Heidi Yewman

Prison or Freedom? Guest Blog

My friend Tom is the most optimistic person I’ve ever met. Recently he wrote a short reflection about how his experience as a wheelchair user has changed over time. His words are a powerful reminder that sometimes the way we look at our situation matters as much as the situation itself.
 
His essay made me stop and think, and I wanted to share it with you.
 
Prison or Freedom? 
By Tom Morris
 
As a wheelchair user, it’s not uncommon for someone to look at the chair and immediately see limitation. As funny as it sounds, sometimes they speak slower. Sometimes louder.
 
Sometimes they simply say, “I’ll pray for you.”
 
And I understand why, I get it.
 
The wheelchair is the universal symbol for disability. When people see it, they assume loss. They assume confinement. If I’m honest, before my injury, I would’ve assumed the same thing.
 
Movement was my identity. My career, my hobbies, my sense of freedom, all built on being physically capable. If you had told 31-year-old me that at 32 I’d be in a wheelchair, I would’ve quietly thought:
 
Checkmate.
Game over.
 
Then it happened.
 
At first, it did feel like a prison. Not just physically, mentally.
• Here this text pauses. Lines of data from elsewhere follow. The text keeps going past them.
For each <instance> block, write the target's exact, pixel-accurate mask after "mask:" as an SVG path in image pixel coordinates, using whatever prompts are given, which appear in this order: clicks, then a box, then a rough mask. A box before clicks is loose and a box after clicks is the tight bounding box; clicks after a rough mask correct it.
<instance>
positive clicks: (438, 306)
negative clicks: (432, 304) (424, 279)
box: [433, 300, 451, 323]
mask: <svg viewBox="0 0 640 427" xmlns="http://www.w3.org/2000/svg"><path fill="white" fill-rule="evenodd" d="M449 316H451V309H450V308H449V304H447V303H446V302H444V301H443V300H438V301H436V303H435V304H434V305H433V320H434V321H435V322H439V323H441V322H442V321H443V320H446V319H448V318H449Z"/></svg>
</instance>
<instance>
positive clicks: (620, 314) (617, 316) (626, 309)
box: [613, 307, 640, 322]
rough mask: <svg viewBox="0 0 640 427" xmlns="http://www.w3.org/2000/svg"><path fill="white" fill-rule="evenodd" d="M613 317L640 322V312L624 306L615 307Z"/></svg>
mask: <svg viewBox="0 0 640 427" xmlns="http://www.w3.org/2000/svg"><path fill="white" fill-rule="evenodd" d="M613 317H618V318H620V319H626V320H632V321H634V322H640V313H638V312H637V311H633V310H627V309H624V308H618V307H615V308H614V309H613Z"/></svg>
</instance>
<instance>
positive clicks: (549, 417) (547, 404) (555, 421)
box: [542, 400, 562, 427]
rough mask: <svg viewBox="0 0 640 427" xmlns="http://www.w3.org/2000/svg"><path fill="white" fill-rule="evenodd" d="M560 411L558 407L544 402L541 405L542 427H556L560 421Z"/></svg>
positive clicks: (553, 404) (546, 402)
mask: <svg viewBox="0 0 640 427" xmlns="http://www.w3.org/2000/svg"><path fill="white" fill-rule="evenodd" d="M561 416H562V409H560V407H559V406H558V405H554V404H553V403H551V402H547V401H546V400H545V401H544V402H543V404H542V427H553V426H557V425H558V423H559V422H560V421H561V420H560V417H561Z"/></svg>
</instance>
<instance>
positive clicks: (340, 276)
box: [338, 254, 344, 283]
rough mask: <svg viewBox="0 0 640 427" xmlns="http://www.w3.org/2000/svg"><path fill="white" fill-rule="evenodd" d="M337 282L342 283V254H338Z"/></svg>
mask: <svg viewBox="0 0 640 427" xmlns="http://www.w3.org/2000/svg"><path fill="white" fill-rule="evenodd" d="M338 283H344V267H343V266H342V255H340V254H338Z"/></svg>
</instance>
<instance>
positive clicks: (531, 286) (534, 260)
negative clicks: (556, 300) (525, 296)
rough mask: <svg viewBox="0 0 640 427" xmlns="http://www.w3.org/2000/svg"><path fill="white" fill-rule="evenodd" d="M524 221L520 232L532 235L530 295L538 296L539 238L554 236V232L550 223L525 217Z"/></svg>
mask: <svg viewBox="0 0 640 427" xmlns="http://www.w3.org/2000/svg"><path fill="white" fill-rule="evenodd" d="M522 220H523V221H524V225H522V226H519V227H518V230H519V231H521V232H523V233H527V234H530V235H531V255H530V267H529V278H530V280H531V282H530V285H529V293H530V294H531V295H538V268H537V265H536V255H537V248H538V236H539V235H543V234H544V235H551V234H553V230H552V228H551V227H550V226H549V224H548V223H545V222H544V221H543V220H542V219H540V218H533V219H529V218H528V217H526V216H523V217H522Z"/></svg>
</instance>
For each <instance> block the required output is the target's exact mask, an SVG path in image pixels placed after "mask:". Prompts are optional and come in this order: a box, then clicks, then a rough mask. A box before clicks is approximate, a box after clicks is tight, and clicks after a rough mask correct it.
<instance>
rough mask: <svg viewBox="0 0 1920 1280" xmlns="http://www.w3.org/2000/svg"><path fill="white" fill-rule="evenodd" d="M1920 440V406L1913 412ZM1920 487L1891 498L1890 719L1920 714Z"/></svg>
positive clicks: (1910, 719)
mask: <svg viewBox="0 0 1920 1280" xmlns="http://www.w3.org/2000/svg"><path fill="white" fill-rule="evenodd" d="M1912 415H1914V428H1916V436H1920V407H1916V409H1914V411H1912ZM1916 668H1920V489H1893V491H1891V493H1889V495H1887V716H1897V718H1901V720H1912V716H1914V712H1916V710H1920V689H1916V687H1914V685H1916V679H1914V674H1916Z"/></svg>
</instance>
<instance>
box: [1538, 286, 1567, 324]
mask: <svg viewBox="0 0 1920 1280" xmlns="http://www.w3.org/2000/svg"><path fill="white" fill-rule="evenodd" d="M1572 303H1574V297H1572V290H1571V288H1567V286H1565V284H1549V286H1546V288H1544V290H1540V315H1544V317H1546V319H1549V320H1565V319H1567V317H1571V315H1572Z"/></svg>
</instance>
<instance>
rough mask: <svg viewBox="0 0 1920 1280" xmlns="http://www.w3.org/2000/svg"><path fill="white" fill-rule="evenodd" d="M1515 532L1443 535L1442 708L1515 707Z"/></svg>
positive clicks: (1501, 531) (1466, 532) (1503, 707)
Because the mind decides what something means before experience has a chance to speak.
 
But here’s what time and perspective taught me:
 
The wheelchair didn’t change. The meaning did.
 
The same piece of metal I once would’ve labeled a sentence is now the tool that gives me independence. It gets me to work. It gets me on planes. It gets me into rooms where I can lead, teach, and serve. What I thought would trap me is the very thing that allows me to move forward.
 
So is the wheelchair a prison?
 
Or is it freedom?
 
The object never changed. Only the lens did.
 
We all have something in our lives that feels like confinement, a setback, a diagnosis, a failure, a situation we didn’t choose. The circumstance is real.
 
But whether it becomes a cage or a vehicle?
 
That’s perspective.
 
The question is: Is your mindset building bars… or building doors?
 
Sometimes freedom isn’t found in changing the situation.
It’s found in changing what we believe the situation means.
 
Tom’s words made me think about the things in my own life that once felt like limitations. I hope this essay does the same for you.